While I agree with what Winkleman is saying — that we should actually talk to our kids and not just put them in front of screens all day — I also understand why parents do.
I am completely guilty of this myself. I am a writer and work from home, but I don’t have the luxury Winkleman has of employing nannies and housekeepers. My husband and I are on full-time childcare duty. We have no family nearby to help us and my daughter is only in preschool 15 hours a week.
Somehow I have to fit my work as a writer in with my job as a mom, which is incredibly difficult — especially when deadlines loom. It means there are times when my daughter’s around and I can’t play Guess Who? or Snakes and Ladders — I have to write. The result? I find myself turning to Mr. TV or Mr. iPad to be my default babysitter.
Sometimes, I feel I am pushed to my limits because my husband and I never get a break. My mom visits a few times a year but in general, we do everything ourselves, and having no downtime sure takes its toll. That’s why I’ll admit that just to get an hour to read the paper or watch a TV show, we give the kids our phones or iPads and say “go play upstairs.”
It isn’t ideal and first we try to find other non-screen-based activities for them to do, but there comes a point where we just want a break, and we’re not going to get that when we’re painting, drawing, or playing games with the kids. I am certain that Winkleman and other moms are able to get some me time without resorting to electronic devices to help, but for some of us those devices are a godsend.
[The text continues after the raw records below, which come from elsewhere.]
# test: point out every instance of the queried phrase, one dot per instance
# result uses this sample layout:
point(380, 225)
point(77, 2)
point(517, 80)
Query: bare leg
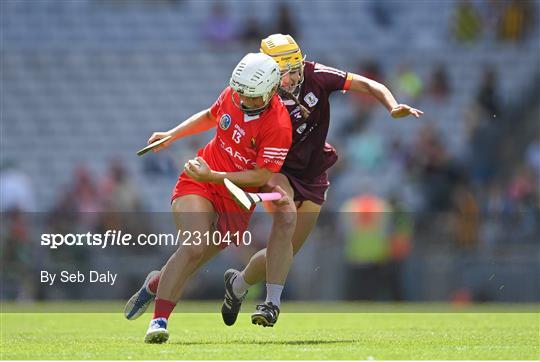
point(191, 213)
point(279, 252)
point(307, 217)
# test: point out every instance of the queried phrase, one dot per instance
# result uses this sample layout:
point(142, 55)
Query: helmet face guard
point(286, 52)
point(256, 76)
point(235, 97)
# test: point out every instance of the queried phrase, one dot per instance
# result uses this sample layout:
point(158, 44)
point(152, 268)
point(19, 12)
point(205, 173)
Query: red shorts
point(231, 218)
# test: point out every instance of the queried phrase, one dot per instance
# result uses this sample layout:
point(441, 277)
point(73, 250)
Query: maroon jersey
point(310, 155)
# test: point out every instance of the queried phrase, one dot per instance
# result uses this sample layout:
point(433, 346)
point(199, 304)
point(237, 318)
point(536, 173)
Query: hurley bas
point(65, 276)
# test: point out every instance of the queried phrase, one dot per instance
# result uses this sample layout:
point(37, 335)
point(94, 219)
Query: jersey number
point(236, 136)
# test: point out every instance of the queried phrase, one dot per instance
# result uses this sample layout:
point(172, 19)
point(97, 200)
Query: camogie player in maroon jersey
point(305, 88)
point(253, 136)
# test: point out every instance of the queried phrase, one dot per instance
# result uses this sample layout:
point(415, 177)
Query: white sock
point(240, 286)
point(273, 294)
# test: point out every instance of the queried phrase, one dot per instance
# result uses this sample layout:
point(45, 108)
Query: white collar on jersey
point(250, 118)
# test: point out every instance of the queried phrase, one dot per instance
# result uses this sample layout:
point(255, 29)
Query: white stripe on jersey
point(277, 157)
point(275, 153)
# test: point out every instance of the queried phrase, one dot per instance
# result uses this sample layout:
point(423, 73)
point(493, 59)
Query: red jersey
point(247, 142)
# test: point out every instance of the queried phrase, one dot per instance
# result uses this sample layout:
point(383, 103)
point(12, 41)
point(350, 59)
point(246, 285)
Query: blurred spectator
point(516, 20)
point(382, 13)
point(523, 185)
point(366, 245)
point(366, 151)
point(487, 96)
point(285, 23)
point(532, 156)
point(466, 24)
point(16, 191)
point(439, 87)
point(363, 104)
point(162, 164)
point(118, 192)
point(17, 277)
point(219, 28)
point(407, 84)
point(252, 32)
point(377, 239)
point(438, 175)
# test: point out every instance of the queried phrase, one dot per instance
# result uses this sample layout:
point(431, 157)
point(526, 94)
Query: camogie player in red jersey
point(305, 87)
point(252, 139)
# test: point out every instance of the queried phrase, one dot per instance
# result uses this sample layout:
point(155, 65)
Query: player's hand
point(198, 170)
point(157, 136)
point(403, 110)
point(285, 199)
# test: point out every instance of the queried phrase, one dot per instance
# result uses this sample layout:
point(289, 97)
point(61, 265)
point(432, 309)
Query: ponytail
point(288, 95)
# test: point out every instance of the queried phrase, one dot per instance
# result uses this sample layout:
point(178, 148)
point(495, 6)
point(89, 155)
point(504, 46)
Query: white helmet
point(257, 75)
Now, I do have rules: no screens at the dinner table as well as a time limit every day. They can only be used after homework has been done and bedrooms have been tidied. But come on, who doesn’t find these things lifesavers?
Entertaining kids is hard work – you spend an hour getting out every craft utensil in the house and after 10 minutes, they’re bored. You build a den in the basement that buys you an hour of time (if you’re lucky) before they’re bored again. Not to mention that the weather in the UK sucks most of the time (summer, where are you?) so we have a lot of indoor entertainment to come up with.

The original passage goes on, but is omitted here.